Living: Showroom At the Top

Forget the summit. Let's get down to serious Japanese business here. Not every VIP visiting Tokyo last week was wrangling over the yen and fretting over international terrorism. Anna Maria Craxi, the stylish and ebullient wife of Italy's Prime Minister, was asked through the usual very proper channels what she would like to see during her visit. Kabuki, perhaps? Tea ceremony? A Buddhist temple? Craxi had another idea: an Issey Miyake fashion show. So, snug within the security perimeter of her hotel, Craxi got a close look at some of the world's most beautiful clothes at a presentation narrated by the designer himself.

Too bad she didn't get to town a few weeks earlier. From April 9 through 17, Tokyo played host to its second official season of fashion shows, 33 in all, featuring standout work not only by Miyake and the other two members of the Tokyo triumvirate (Yohji Yamamoto and Rei Kawakubo of Comme des Garons) but by a brace of younger, less familiar talent. Although the so-called Japanese look has got roughed up--even as it has been ripped off--by the fashion establishment, and much of the fashion press tries to write it off and wipe it out, the Tokyo shows demonstrate a true trade surplus of design vitality. Tokyo may not be fully a fashion capital yet, but it is well on its way.

The Tokyo shows were organized by a council of premier designers created by Yohji Yamamoto, Kawakubo, Miyake, Mitsuhiro Matsuda, Kansai Yamamoto and Hanae Mori to wedge the country's talent into the traditional fashion route: Milan, Paris, New York. Paris is still the major market, however, even for Tokyo's finest. "Showing there, from the design point of view, is more intense," Kawakubo says. "It's the first presentation of my new work in front of journalists from all over the world." These, however, are not the best of times for any design that makes demands on the initiative and imagination of the wearer. "It may sound a bit harsh," says Yohji Yamamoto, "but Europe's snobbishness is equal to America's conservatism. To people living in a conservative world, new fashions, new trends and new designs are like something you see in the theater: you clap, but you never live what you see."

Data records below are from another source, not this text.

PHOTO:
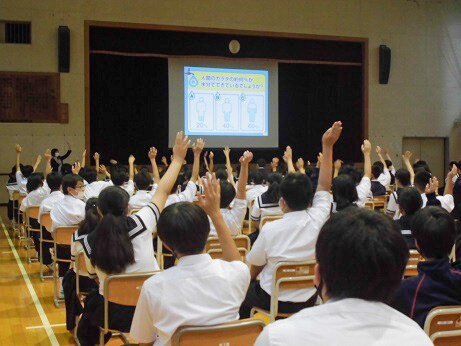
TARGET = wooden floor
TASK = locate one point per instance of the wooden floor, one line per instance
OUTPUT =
(23, 320)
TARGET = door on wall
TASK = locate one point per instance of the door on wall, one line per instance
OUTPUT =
(433, 150)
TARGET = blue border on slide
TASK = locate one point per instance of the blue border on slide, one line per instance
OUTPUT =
(212, 69)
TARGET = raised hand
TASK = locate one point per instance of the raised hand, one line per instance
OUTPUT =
(152, 153)
(181, 146)
(331, 135)
(197, 147)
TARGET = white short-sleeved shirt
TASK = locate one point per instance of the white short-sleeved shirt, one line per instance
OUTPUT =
(385, 178)
(232, 217)
(363, 191)
(141, 226)
(49, 202)
(35, 198)
(255, 191)
(345, 322)
(291, 238)
(140, 199)
(94, 189)
(68, 212)
(22, 182)
(186, 196)
(198, 291)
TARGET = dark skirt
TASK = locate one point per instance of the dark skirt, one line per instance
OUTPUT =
(120, 317)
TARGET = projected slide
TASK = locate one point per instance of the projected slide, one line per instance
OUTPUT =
(225, 102)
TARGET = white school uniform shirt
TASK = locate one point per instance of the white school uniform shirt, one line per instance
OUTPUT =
(22, 182)
(140, 199)
(447, 202)
(142, 225)
(185, 196)
(291, 238)
(49, 202)
(232, 217)
(69, 211)
(385, 178)
(345, 322)
(363, 191)
(198, 291)
(35, 198)
(94, 189)
(255, 191)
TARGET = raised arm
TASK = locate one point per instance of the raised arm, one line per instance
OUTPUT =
(406, 160)
(209, 202)
(166, 183)
(131, 160)
(152, 155)
(243, 177)
(18, 157)
(197, 148)
(288, 158)
(366, 150)
(326, 170)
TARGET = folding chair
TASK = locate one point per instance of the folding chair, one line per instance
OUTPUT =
(412, 265)
(31, 212)
(123, 289)
(45, 223)
(267, 219)
(63, 237)
(213, 246)
(443, 325)
(288, 276)
(243, 332)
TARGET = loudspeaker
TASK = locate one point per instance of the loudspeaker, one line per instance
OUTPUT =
(384, 64)
(63, 49)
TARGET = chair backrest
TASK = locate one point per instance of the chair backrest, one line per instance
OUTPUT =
(243, 332)
(45, 221)
(267, 219)
(444, 319)
(63, 235)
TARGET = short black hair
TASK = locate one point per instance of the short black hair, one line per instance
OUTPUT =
(26, 170)
(142, 180)
(403, 176)
(296, 190)
(119, 176)
(70, 180)
(184, 227)
(34, 181)
(373, 249)
(422, 178)
(434, 230)
(344, 191)
(54, 181)
(410, 200)
(227, 194)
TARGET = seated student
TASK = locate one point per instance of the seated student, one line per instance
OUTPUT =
(199, 290)
(363, 183)
(410, 202)
(355, 296)
(402, 179)
(437, 284)
(256, 187)
(73, 306)
(293, 237)
(69, 211)
(234, 216)
(123, 244)
(24, 171)
(377, 189)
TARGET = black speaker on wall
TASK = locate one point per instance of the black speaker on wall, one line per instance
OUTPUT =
(384, 64)
(63, 49)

Western design professionals recognize that the Japanese have worked changes in the look and line of conventional clothes as radical as anything that has happened in fashion in the past quarter-century. Notes Laura Sinderbrand, director of the design laboratory at New York City's Fashion Institute of Technology: "They were in the forefront of giving us new shapes. They helped us break out of the mold of the set-in sleeve, fitted waistlines, rounded necklines." "Every single fashion designer has copied their skirts, shapes, wraps," comments Alan Bilzerian, who sells a lot of Japanese design in his forward-looking Boston and Worcester, Mass., stores. "They have inspired the entire world and told them to get off their rears." "Their innovations," says Jessica Mitchell, vice president and fashion director for sportswear at Saks Fifth Avenue, "have become part of the language of fashion."